Despite our preparations, though, much of the trip was left to chance. All we really knew was that we were meeting Tatenda’s family friend, Kudzai, at the airport in Harare, and that she would drive us three hours south to Gutu, the small town where Tatenda grew up. I had only spoken to Tatenda’s mother on the phone for about a minute before the trip, so we had no idea what we would be able to shoot during the four days we would spend in Gutu, or how forthcoming Tatenda’s parents would be in opening up about their experiences raising her. Still, even if they never wanted us to leave the house with cameras and only gave us a short interview, we felt like the trip would be worth making in order to hear their perspective.

After two flights and a long car ride, we arrived in Gutu in the middle of the night to a house full of people. Tatenda’s parents, Betina and Isaiah, had invited family from out of town to stay with them during our trip. We were exhausted and went to sleep soon after we arrived, but I mentioned to Betina that the next morning would be my birthday. When I woke up, Betina and Tatenda’s aunt were singing “Happy Birthday” to me in the doorway of the bedroom, which really set the tone for how welcoming and open they would be while we stayed in Gutu.

YP:

Many people told us to be careful with a camera and stay low-key to avoid unnecessary attention from strangers. However, things felt a little different when we got there. Instead of the invisible political tensions, we came across an unexpected sense of freedom. “There are fewer police checkpoints, and people now walk on the streets with open bottles. This is something you wouldn’t see during Mugabe’s era,” said Kudzai. At that time, we couldn’t foresee what would happen after the election, which would be disputed.

Both Tatenda and her parents are Christians and they go to church every Sunday for service. We knew that church was a big part of their life, where the family comes to pray and socialize. The church had borne the gossip of Tatenda’s transition from presenting as a male to presenting as a female as she was growing up. We were concerned that filming in the church might bring some trouble to Betine and Isaiah, and we were hesitant to push too hard, even though we knew that faith played such an important role in Tatenda’s family life and upbringing.

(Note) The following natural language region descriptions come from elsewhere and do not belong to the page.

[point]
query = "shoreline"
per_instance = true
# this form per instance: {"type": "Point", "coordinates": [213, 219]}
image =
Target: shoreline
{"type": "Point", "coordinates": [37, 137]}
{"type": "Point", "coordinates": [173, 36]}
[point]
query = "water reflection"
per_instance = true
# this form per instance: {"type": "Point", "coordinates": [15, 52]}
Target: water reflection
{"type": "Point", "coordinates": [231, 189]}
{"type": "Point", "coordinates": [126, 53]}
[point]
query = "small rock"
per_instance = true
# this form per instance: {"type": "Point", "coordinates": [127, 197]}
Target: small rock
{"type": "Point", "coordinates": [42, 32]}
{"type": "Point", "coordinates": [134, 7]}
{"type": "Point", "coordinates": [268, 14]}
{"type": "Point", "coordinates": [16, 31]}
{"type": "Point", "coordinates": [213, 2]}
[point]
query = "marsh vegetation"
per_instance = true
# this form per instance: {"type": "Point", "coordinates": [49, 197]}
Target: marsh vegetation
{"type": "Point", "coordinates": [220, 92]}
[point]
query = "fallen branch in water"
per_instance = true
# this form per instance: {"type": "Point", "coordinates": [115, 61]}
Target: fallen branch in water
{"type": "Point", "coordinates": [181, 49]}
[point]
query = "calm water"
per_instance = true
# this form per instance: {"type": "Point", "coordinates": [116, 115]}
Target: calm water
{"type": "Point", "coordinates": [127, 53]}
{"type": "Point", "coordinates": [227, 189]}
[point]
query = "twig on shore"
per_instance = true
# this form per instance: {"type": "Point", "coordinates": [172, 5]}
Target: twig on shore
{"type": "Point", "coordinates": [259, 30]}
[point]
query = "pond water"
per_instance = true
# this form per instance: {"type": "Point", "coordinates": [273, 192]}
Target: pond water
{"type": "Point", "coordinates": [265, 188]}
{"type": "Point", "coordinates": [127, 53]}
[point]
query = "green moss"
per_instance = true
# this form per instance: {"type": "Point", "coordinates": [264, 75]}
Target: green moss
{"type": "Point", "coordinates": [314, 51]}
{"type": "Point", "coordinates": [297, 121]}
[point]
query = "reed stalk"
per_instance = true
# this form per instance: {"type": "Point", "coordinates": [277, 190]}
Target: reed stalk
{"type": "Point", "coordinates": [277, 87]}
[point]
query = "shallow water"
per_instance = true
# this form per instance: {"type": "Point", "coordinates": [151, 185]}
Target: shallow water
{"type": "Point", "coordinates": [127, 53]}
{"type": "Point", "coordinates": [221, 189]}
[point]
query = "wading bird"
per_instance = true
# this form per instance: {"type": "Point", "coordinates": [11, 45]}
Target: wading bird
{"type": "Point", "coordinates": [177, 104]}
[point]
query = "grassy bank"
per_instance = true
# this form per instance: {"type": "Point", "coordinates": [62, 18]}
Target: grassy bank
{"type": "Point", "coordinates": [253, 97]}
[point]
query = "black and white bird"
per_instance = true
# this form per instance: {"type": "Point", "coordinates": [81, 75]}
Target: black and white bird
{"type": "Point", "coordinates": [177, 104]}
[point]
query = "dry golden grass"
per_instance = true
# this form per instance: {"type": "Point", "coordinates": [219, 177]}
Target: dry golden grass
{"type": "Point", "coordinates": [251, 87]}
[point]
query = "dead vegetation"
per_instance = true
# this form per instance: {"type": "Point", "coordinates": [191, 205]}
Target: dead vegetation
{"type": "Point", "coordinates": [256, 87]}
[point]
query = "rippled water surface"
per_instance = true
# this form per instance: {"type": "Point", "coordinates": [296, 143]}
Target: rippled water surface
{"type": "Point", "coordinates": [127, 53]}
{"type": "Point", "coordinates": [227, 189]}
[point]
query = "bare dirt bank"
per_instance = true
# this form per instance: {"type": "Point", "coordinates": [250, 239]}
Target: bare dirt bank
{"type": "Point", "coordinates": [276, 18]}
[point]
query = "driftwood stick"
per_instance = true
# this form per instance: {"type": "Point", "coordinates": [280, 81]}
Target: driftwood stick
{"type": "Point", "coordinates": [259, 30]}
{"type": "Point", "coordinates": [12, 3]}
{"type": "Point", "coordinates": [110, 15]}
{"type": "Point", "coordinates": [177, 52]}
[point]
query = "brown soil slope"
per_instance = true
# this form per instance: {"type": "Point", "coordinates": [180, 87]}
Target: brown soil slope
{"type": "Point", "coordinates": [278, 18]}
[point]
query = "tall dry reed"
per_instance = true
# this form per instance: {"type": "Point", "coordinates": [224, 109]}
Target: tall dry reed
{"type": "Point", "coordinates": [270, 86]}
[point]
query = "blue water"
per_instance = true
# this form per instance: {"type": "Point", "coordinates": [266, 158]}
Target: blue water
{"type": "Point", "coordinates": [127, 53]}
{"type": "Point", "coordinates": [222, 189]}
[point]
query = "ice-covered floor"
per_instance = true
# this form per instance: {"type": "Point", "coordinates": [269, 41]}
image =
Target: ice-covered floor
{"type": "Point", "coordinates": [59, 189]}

Surprisingly, Betina warmly invited us to film their Sunday service and said that it would be an honor for the family. She went on explaining that, if people see Tatenda’s “American friends” come all the way to document her story, the reserved community would know that people in America care about their daughter and value her as a good person like others. At the end of the service, an all-women singing group that once rejected Tatenda sang a song that her mother said had been her favorite growing up.

RT:

For me, the hardest part of the trip came just after we left that church service, when I was filming a video call between Tatenda and her parents before we left Gutu. Betina and Isaiah had just arrived home, and Tatenda was about to head to church in Brooklyn. As Tatenda explained what she had been up to in New York, Betina’s eyes filled with tears, and she retreated into her bedroom, closing the door behind her. I stood outside the door, struggling with whether I should try to continue shooting, when Isaiah calmly said, “You can go in, you are free here.” I knocked gently and slowly opened the door to see Betina crying. She nodded, and I moved the camera in, just to pick up a few brief shots. That scene became the emotional climax of the film, and really drove home the difficulty the family faced in being separated because of the political and social circumstance of Tatenda being intersex in Zimbabwe.

The experience we had on that last day in Gutu was reflective of the whole trip. We never imagined going in that we would be able to film so much of Tatenda’s parents lives, or that they would open up to us the way they did. We took a risk investing so much time and energy into a trip in which the results weren’t guaranteed, but ultimately, it proved invaluable in telling Tatenda’s story.